I consider the ending of Cormac Mc Carthy’s The Road to be exemplary of emotional writing, mostly because the story--unique among McCarthy’s oeuvre--made me cry when I read it. Much of the criticism of The Road centered on the story’s bleak setting, or the stylized prose, or the utter incomprehensibility of the scenario of a father and child wandering the post-apocalyptic wastes of the earth. With this emphasis, I would suspect many might overlook the emotional quality in McCarthy’s work. McCarthy might err on the side of manipulation, but in this case, somehow it works for me.

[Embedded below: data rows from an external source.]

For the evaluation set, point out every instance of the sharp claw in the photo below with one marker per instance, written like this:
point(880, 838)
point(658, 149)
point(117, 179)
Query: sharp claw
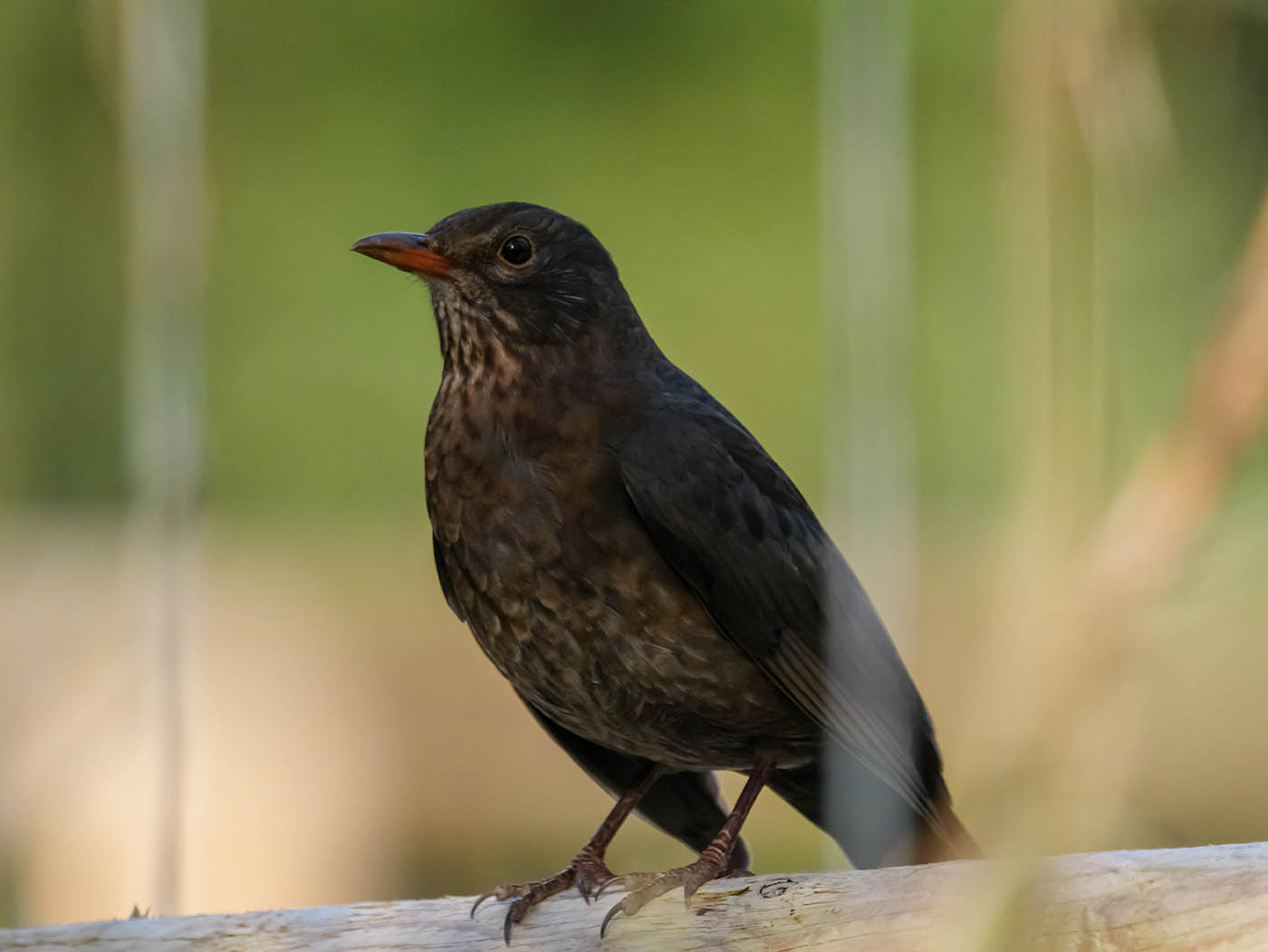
point(611, 913)
point(513, 919)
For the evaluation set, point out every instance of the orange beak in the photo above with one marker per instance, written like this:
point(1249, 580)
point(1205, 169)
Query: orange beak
point(409, 253)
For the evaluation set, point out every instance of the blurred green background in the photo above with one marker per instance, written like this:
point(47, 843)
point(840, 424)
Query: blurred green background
point(344, 739)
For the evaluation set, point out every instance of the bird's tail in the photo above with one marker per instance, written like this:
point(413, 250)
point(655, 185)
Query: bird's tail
point(872, 824)
point(937, 840)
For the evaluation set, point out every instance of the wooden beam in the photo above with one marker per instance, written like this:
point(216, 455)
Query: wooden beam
point(1159, 899)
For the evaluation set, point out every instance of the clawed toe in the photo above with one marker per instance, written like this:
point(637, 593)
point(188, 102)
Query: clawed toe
point(587, 872)
point(646, 886)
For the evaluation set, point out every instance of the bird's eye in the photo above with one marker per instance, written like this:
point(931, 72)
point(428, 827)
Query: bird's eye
point(516, 251)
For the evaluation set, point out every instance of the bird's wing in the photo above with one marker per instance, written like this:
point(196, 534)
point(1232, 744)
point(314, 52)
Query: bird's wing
point(687, 805)
point(739, 534)
point(447, 583)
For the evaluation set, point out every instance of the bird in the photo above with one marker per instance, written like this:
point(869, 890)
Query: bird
point(648, 580)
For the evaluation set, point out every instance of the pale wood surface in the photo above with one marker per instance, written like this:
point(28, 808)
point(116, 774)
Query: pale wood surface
point(1166, 899)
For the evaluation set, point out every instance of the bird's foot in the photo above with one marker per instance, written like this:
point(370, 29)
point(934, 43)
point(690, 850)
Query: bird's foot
point(646, 886)
point(587, 872)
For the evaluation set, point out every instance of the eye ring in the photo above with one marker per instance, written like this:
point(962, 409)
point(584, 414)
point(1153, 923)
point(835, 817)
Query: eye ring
point(516, 250)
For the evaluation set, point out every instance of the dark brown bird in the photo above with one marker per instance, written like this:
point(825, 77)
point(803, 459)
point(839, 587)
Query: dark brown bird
point(646, 576)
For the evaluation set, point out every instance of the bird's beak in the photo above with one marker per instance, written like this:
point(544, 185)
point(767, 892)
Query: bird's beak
point(409, 253)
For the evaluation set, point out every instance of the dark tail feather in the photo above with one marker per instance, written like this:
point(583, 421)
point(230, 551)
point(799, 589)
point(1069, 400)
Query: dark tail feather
point(872, 824)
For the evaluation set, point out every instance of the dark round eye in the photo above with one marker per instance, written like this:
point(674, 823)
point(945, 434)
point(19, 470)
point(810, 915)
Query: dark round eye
point(516, 251)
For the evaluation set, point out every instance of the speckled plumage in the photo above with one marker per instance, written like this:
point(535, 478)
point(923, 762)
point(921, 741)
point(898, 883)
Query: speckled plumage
point(634, 563)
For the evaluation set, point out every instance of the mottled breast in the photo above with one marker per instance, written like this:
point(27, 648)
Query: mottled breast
point(567, 595)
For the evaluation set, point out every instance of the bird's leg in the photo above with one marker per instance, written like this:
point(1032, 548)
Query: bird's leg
point(587, 870)
point(712, 863)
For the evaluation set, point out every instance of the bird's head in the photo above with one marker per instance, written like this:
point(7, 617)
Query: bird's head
point(516, 273)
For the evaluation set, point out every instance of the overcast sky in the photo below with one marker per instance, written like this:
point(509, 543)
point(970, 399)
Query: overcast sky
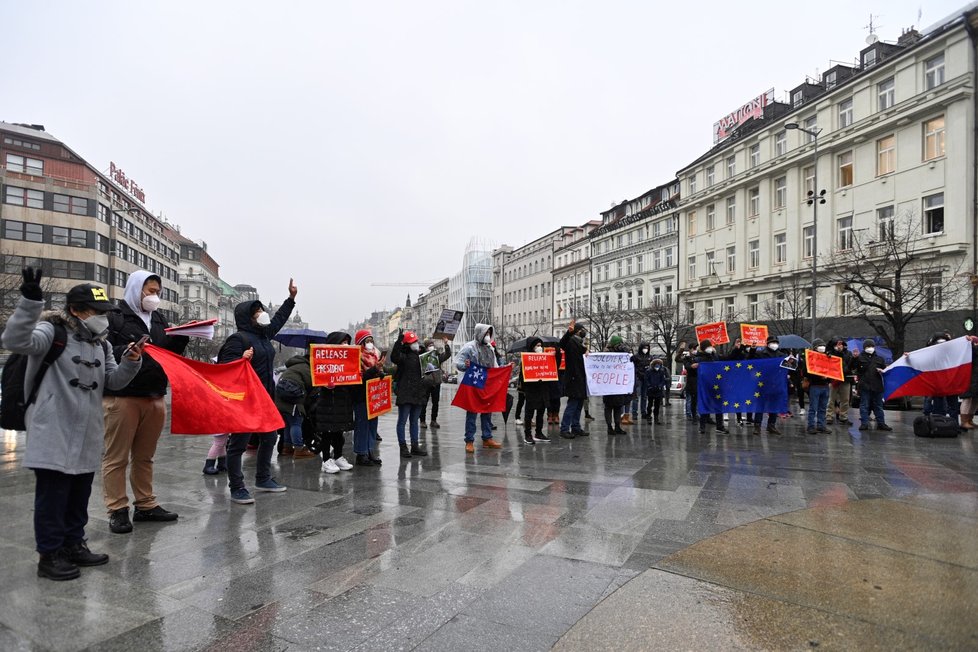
point(354, 143)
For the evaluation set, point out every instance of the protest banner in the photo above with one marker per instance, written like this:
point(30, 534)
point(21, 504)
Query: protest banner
point(715, 332)
point(379, 391)
point(538, 366)
point(753, 334)
point(448, 324)
point(609, 373)
point(823, 364)
point(334, 365)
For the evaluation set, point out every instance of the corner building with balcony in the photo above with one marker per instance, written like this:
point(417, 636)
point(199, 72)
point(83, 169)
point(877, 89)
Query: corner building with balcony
point(895, 137)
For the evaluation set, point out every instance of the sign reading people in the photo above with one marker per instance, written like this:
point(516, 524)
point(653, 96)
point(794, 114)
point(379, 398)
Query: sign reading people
point(334, 365)
point(753, 334)
point(379, 396)
point(538, 367)
point(715, 332)
point(609, 373)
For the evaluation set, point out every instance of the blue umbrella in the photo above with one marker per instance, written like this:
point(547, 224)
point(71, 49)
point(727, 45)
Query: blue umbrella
point(300, 338)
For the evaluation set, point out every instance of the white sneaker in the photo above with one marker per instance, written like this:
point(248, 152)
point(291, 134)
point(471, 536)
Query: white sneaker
point(329, 466)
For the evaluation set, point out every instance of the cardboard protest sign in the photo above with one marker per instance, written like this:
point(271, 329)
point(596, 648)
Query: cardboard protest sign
point(379, 392)
point(609, 373)
point(448, 324)
point(334, 365)
point(753, 334)
point(823, 364)
point(538, 366)
point(715, 332)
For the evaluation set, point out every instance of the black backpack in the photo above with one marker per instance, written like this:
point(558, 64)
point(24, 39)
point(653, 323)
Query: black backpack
point(13, 406)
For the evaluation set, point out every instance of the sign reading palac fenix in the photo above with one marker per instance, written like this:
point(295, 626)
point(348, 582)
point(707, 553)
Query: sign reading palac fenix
point(334, 365)
point(753, 109)
point(609, 373)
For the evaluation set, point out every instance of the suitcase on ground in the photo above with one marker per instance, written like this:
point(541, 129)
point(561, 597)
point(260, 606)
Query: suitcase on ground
point(935, 425)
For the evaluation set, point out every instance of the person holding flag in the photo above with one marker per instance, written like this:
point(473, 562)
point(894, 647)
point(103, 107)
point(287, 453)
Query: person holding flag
point(478, 391)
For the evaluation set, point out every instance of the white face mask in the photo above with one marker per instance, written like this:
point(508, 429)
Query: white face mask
point(151, 302)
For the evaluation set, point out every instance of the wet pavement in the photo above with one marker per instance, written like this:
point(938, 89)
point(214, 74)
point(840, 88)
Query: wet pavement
point(659, 539)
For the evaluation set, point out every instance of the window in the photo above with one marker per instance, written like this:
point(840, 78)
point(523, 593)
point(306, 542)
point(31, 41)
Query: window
point(934, 213)
point(845, 232)
point(885, 217)
point(934, 138)
point(780, 248)
point(933, 72)
point(780, 192)
point(754, 254)
point(808, 241)
point(23, 197)
point(24, 164)
point(885, 155)
point(845, 169)
point(845, 113)
point(885, 97)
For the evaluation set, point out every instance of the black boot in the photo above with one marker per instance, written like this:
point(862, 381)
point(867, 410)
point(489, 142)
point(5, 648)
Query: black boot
point(78, 554)
point(55, 566)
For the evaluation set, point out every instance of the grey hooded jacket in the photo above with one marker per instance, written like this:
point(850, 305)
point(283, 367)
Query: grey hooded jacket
point(65, 426)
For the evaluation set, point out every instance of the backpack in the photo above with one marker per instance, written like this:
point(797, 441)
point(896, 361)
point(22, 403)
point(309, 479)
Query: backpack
point(13, 406)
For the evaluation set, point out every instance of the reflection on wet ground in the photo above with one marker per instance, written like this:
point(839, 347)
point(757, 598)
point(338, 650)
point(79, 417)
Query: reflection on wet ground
point(517, 548)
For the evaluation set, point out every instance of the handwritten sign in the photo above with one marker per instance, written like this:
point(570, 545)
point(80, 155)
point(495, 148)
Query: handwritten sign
point(715, 332)
point(379, 396)
point(538, 367)
point(609, 373)
point(334, 365)
point(753, 334)
point(823, 364)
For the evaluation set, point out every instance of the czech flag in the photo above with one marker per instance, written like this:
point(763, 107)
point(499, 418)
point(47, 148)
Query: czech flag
point(939, 370)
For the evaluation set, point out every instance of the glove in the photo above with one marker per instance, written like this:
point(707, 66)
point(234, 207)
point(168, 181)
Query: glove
point(31, 287)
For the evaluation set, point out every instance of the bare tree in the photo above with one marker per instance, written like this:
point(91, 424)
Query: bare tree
point(895, 278)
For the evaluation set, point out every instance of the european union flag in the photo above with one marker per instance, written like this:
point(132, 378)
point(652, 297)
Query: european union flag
point(759, 385)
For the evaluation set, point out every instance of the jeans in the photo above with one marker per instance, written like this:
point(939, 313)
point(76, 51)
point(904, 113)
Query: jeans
point(818, 396)
point(293, 430)
point(485, 420)
point(237, 442)
point(408, 413)
point(60, 508)
point(571, 421)
point(870, 400)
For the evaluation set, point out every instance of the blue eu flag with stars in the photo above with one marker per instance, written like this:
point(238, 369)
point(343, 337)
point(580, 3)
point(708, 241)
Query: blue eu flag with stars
point(759, 385)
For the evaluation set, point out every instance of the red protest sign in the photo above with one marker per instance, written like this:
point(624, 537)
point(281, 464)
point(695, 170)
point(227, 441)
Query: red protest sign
point(334, 365)
point(716, 333)
point(538, 366)
point(379, 396)
point(823, 364)
point(753, 334)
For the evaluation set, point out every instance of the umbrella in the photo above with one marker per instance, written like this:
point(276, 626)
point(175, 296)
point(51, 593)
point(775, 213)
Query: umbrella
point(300, 338)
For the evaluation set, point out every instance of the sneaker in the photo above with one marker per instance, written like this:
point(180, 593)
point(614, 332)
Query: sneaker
point(155, 514)
point(329, 466)
point(270, 486)
point(241, 497)
point(119, 522)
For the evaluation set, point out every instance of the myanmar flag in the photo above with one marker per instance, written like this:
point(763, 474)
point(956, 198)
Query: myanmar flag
point(483, 389)
point(211, 399)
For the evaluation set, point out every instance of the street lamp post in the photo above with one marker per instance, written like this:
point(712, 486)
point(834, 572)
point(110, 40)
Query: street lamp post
point(815, 197)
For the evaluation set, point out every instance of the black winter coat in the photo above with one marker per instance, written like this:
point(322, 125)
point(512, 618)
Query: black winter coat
point(126, 327)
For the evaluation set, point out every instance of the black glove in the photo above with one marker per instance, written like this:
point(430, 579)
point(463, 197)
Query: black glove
point(31, 287)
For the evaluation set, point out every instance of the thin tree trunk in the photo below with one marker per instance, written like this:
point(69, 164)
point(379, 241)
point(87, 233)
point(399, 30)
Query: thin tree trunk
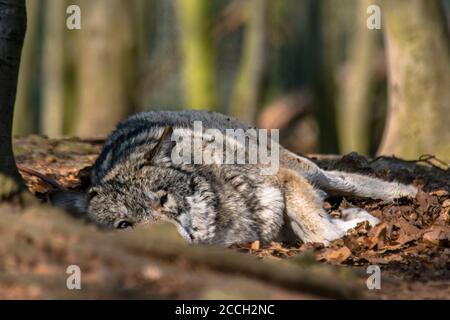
point(247, 90)
point(355, 99)
point(24, 113)
point(52, 115)
point(13, 22)
point(418, 53)
point(105, 66)
point(199, 70)
point(324, 61)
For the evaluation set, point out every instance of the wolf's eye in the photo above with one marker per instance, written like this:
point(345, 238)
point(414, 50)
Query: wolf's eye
point(123, 224)
point(92, 194)
point(163, 199)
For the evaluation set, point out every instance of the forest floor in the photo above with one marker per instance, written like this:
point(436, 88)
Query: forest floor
point(411, 245)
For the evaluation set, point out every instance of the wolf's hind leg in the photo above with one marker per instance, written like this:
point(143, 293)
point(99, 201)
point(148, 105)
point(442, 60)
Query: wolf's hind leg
point(307, 218)
point(352, 184)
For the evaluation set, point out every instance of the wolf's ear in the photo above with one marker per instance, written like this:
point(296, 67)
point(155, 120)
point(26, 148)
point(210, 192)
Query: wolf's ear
point(163, 143)
point(71, 201)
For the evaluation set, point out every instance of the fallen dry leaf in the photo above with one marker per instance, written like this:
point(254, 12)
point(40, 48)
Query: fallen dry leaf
point(437, 235)
point(335, 255)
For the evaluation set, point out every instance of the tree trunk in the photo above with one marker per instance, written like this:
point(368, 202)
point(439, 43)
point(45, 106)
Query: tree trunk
point(418, 53)
point(247, 90)
point(12, 33)
point(106, 74)
point(355, 98)
point(199, 77)
point(24, 111)
point(52, 114)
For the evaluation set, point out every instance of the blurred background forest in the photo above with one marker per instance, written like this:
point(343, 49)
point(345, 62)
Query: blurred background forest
point(311, 68)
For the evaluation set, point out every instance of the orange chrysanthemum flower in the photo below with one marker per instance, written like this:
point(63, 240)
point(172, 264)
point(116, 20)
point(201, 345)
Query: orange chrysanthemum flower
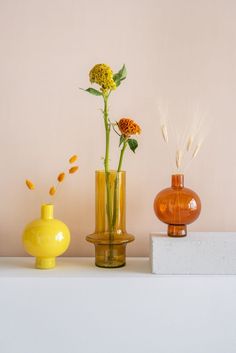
point(128, 127)
point(73, 169)
point(61, 177)
point(29, 184)
point(73, 159)
point(52, 191)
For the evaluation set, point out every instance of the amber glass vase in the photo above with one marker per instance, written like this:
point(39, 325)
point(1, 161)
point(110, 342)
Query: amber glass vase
point(110, 237)
point(177, 206)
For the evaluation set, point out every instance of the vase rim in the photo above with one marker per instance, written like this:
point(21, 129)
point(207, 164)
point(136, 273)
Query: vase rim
point(47, 211)
point(110, 171)
point(177, 180)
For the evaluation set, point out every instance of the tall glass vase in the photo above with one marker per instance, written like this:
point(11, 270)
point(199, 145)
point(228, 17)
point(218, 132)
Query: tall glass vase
point(110, 237)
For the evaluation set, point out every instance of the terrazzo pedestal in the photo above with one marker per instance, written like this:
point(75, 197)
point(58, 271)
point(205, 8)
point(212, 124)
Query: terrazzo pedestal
point(203, 253)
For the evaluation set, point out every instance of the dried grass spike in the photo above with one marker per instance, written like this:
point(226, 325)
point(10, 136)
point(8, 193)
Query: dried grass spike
point(52, 191)
point(29, 184)
point(164, 133)
point(195, 152)
point(178, 159)
point(189, 143)
point(73, 170)
point(73, 159)
point(61, 177)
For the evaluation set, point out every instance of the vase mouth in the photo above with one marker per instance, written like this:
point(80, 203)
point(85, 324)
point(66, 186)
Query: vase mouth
point(112, 171)
point(177, 181)
point(47, 211)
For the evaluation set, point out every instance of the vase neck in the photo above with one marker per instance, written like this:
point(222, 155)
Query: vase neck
point(47, 211)
point(177, 181)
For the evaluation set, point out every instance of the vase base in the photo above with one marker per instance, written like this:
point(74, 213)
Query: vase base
point(45, 263)
point(110, 265)
point(110, 256)
point(177, 230)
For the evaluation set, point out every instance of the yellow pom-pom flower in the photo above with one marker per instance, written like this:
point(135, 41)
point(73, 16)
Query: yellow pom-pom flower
point(29, 184)
point(73, 170)
point(73, 159)
point(61, 177)
point(128, 127)
point(102, 75)
point(52, 191)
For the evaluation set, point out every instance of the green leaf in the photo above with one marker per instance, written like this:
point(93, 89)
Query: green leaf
point(120, 75)
point(92, 91)
point(122, 140)
point(133, 144)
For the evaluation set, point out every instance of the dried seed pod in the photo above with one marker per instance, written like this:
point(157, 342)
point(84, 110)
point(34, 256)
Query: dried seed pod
point(178, 159)
point(73, 159)
point(73, 170)
point(61, 177)
point(29, 184)
point(52, 191)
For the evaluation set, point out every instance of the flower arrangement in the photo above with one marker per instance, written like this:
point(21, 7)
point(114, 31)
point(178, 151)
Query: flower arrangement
point(60, 177)
point(102, 75)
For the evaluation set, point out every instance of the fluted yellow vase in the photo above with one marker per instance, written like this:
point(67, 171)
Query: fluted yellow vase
point(46, 238)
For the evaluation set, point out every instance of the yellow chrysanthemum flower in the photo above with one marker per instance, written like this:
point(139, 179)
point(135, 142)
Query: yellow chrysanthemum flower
point(29, 184)
point(102, 75)
point(128, 127)
point(52, 191)
point(73, 159)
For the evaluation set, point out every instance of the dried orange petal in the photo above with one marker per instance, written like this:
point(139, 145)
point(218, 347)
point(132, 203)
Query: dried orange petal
point(52, 191)
point(61, 177)
point(29, 184)
point(73, 159)
point(73, 170)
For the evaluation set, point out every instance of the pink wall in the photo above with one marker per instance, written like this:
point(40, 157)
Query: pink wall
point(182, 51)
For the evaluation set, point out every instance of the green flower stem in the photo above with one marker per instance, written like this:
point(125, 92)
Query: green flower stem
point(107, 168)
point(122, 155)
point(115, 203)
point(107, 128)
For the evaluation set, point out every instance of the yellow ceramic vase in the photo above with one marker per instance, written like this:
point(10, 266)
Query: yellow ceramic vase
point(46, 238)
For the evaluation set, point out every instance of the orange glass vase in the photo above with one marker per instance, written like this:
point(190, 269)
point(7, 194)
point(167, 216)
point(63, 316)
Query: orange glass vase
point(177, 206)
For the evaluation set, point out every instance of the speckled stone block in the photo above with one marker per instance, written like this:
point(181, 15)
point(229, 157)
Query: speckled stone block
point(212, 253)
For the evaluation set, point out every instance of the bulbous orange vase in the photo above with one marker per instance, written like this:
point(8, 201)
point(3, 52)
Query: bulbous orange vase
point(177, 206)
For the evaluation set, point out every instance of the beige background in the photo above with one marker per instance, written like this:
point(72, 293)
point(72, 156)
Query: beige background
point(181, 52)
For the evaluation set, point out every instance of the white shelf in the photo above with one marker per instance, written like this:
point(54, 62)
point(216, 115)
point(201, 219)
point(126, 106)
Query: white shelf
point(67, 267)
point(80, 308)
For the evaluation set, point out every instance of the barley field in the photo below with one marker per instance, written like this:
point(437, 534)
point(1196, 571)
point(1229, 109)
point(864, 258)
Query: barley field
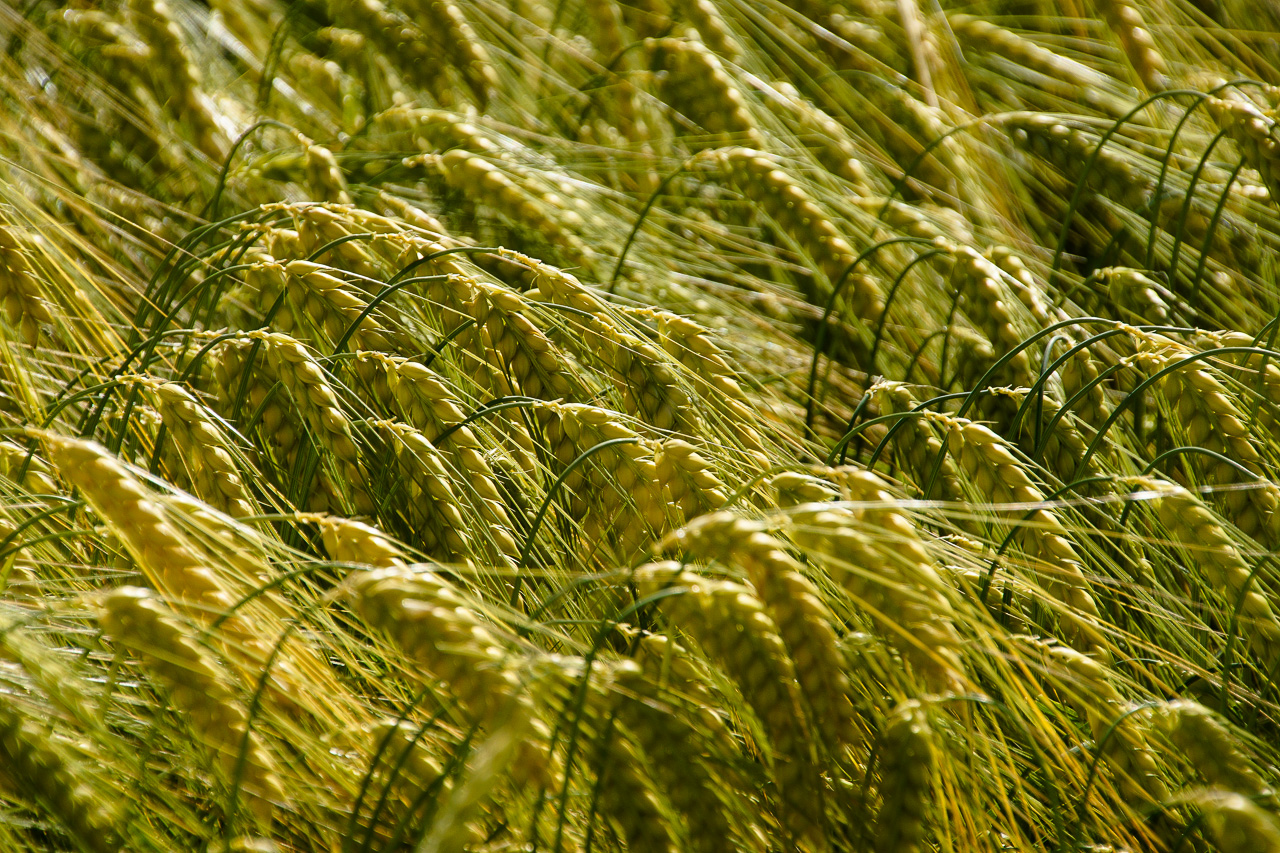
point(650, 425)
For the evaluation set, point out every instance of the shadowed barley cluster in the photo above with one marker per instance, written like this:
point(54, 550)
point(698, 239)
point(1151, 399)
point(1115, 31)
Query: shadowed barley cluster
point(656, 425)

I find David Foster Wallace to caricature his characters. It’s as if they are all minor characters in service of some broader point. Except in a few pieces, and in particular the story “Forever Overhead” which I would call emotionally effective, I’m not sure I could even say his work otherwise lacks emotion, though emotional connection is not what I think of when I read him. Wallace has so much else going on in his work usually emotional resonance isn’t high on the list of why I read him. According to D.T. Max, in Every Love Story is a Ghost Story, even Wallace, the once great ironist, wrote ”Forever Overhead” contrary to the manner of the fiction he was producing at the time, which was typically overflowing with irony. Wallace eventually dismissed this story as sentimental. Often, where others see emotion, I see sentiment, but not in this story. There might be a case to debate the fine line between sentiment and irony.

Finally, Joan Didion might be criticized for a lack of emotion. Yet I suspect the discerning reader might come away from The Year of Magical Thinking with a sense of awe at the narrative accomplishment. Surely this memoir should be chock full of the kind of emotional cards that are regularly requested so often, and yet her style is a kind of cold-hearted, sobering prose. And yet the emotional impact of the story is so overwhelming that it has the effect of a well-composed symphony striking all the right minor chords.

So, you are not Mc Carthy, Wallace or Didion. Maybe you want to play the emotional card after all. Of the previously mentioned prescriptions, the one that might be most useful is to write about what you are emotionally invested in. This brings up the idea of sympathetic characters, as in, if you care about your characters, your readers (probably) will also. No guarantees. In the case of Wallace’s “Forever Overhead”, you almost wonder if he was talking to his younger self in that story, so carefully guiding is the second person narrator.

There’s nothing wrong with emotion--it’s just that its absence should not always be a handy default buzzword for what’s wrong with a piece of fiction, or any writing, really. Not every piece of writing needs to have the emotional quotient. In the same way that a plot can be subtly residual when it isn’t over-determined, sometimes the emotion sneaks in; I’m not going to fight it.